I started this one yesterday.
Four mangoes, peeled and chopped
The zest and juice of a lemon
Four pounds of sugar
Two gallons of water
Two Campden Tablets
2 tsp yeast nutrient
Packet of wine yeast
First I peeled and chopped the mangoes, zested and juiced the lemon, then brought one gallon of water and the four pounds of sugar to a boil and poured it over the fruit to set the color. The other gallon of water and the crushed Campden tablets went into the primary fermenter then the cooled fruit/sugar solution. I pitched half the yeast this morning, and will add the rest tonight.
The first pitch took and there is already motion in the ocean of mango wine. The second half of the yeast should really get things going now.
That sounds delicious!
Sounds yummy. Can't wait to try it.
Let me know how this turns out. I have a large mango tree heavy with fruit in my backyard that I could use!
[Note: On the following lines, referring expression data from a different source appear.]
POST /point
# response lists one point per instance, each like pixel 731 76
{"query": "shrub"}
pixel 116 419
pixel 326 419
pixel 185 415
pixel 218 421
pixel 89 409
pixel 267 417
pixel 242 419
That and I'm tired of turning it into preserves and chutney.
I made a small batch of this before, it comes out great! And strong, by the way. I set the color, but I'm kind of regretting it, the early batch was clear as water. I think the clear batch looked better. This wine works great in sloppy joes, pulled pork, or bbq sauce. Here are a couple recipes. http://winemaking.jackkeller.net/reques57.asp (http://winemaking.jackkeller.net/reques57.asp)
Jack Keller has the best winemaking site out there in my opinion. Hugs, Devlyn
Thank you Devlyn, I'll probably be sharing the recipe with my father (our family braumeister). Maybe I could make it into a bonding experience. I look forward to the results!